'SNL 40': 40th anniversary special celebrates show's greatest hits

Written By kolimtiga on Senin, 16 Februari 2015 | 23.50

No, it wasn't the Oscars, but it sure felt that way.

NBC celebrated the 40th anniversary of "Saturday Night Live" Sunday night with a live special that was as long (3½ hours) and as stuffed with montages as an Academy Awards broadcast. The network also treated it with a similar level of fanfare, including an hourlong red carpet special hosted by the "Today" team of Al Roker, Matt Lauer and Savannah Guthrie. If anything, the event felt a bit more exclusive than the Oscars, with seemingly every seat in the relatively tiny Studio 8H at Rockefeller Center packed with a major celebrity clad in black tie.

The special included appearances by dozens of former cast members (Bill Murray, Will Ferrell, Maya Rudolph) and other stars who perhaps seem as if they were once cast members but never were (Alec Baldwin, Christopher Walken, Steve Martin).

The special, a mixture of pre-packed highlight reels and live sketches, was a sort of greatest hits collection that celebrated "SNL" old and new and, for better or worse, left virtually no favorites untouched.

There were montages celebrating seemingly every aspect of the show, including its fake commercials, political coverage and musical characters. One reel included audition tapes  featuring fresh-faced future "SNL" stars like Amy Poehler and Jimmy Fallon, and even a few who got away, like Stephen Colbert and Jim Carrey.

For nostalgists, there was a nearly line-for-line remake of the famous "Bass-O-Matic '76" commercial featuring original "Not Ready for Prime Time Players" Dan Aykroyd and Laraine Newman (and one very unfortunate fish). "Wayne's World" fans had to wait until the show's final half hour for a reprisal of the beloved public access show starring Mike Myers and Dana Carvey, who paid tribute to Lorne Michaels with dueling impressions of the show's creator and executive producer.

For more contemporary fans, there was a Californians sketch featuring Taylor Swift's questionable SoCal accent and a make-out session between Betty White and Bradley Cooper.

Still other sketches blended vintage "SNL" with its more recent history to great effect. Poehler and Tina Fey teamed up with "Weekend Update's" first woman anchor, Jane Curtin, who in a dig at Fox News joked that she "used to be the only pretty blond woman reading the fake news. Now there's a whole network devoted to that."

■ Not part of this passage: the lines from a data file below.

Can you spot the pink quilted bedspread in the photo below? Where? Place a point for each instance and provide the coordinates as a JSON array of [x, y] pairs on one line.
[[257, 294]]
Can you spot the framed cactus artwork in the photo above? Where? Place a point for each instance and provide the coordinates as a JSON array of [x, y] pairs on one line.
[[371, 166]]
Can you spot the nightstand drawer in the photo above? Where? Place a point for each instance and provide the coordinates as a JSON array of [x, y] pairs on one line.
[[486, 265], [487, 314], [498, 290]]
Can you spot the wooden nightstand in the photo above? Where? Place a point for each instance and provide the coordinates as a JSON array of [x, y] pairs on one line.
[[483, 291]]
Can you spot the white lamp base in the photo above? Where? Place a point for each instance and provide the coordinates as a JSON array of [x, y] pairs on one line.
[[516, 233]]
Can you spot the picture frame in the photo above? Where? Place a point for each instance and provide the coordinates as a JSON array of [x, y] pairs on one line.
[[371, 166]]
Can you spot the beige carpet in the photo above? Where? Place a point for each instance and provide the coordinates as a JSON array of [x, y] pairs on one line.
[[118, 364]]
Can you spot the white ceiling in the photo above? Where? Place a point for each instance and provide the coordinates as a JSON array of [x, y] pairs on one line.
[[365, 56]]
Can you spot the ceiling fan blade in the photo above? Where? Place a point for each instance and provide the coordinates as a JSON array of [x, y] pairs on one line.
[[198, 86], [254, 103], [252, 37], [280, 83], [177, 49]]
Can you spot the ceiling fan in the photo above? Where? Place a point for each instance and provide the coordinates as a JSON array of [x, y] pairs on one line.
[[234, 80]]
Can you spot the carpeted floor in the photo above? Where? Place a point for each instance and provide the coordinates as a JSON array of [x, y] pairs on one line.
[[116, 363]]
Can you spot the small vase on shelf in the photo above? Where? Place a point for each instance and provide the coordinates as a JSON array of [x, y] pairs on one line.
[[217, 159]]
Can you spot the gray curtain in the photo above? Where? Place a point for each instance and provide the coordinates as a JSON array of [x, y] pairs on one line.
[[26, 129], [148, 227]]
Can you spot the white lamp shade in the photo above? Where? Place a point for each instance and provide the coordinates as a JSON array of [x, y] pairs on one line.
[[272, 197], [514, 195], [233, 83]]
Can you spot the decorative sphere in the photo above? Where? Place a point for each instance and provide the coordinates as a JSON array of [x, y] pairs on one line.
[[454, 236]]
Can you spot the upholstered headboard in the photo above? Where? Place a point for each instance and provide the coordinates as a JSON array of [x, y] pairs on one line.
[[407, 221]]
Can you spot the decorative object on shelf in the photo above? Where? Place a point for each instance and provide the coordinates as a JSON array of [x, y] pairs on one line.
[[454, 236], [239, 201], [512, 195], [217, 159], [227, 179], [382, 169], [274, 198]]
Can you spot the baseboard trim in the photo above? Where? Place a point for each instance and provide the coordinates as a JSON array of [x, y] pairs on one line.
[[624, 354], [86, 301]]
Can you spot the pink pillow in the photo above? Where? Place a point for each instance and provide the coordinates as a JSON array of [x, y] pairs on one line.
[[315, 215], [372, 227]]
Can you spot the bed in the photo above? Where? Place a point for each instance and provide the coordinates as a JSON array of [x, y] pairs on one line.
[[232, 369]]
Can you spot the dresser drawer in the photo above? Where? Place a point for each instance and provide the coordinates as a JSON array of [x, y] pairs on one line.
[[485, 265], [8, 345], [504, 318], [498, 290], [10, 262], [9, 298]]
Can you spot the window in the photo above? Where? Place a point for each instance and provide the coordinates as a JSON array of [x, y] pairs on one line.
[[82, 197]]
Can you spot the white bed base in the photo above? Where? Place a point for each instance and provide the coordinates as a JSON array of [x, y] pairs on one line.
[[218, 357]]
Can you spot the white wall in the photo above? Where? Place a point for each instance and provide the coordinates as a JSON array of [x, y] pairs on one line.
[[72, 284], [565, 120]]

Like the Oscars, the special included an "In Memoriam" reel celebrating deceased "SNL" cast and crew. Throughout the broadcast, the legacy of late but great cast members Gilda Radner and Chris Farley in particular loomed large. Melissa McCarthy and Emma Stone paid tribute to the performers by reprising their signature characters, motivational speaker Matt Foley and consumer affairs reporter Roseanne Roseannadanna.

Other heavily anticipated moments left the audience wondering, "Is that it?"  Eddie Murphy, credited with reviving the show in the early 1980s and easily one of "SNL's" most successful cast members, made his first appearance on the stage of Studio 8H since leaving the show in 1984. He was introduced by Chris Rock, and welcomed with a standing ovation from the star-packed audience.

But rather than reviving one of his recurring characters, such as Gumby or Mr. Robinson, or performing a stand-up set, as some fans had hoped, Murphy made a few boilerplate remarks about being happy to return to the show. "It feels like returning to my old high school, kind of," he said. After speaking for less than a minute, Murphy threw to commercial but, as if to underscore the anticlimactic feeling of the moment, an awkward pause ensued before the camera cut away, as if even the show's director was expecting him to do more.

In what at times felt like a strained effort to prove the show's continued relevance, there were musical performances by contemporary superstars Kanye West, who performed lying down with the camera zoomed in on an extreme close-up, and Miley Cyrus, who made a nod to the show's past by performing Paul Simon's "Fifty Ways to Leave Your Lover."

It was Simon who got the night's last word, closing out the show with a performance of the 1975 hit he also sang as host of "Saturday Night Live's" second episode: "Still Crazy After All These Years."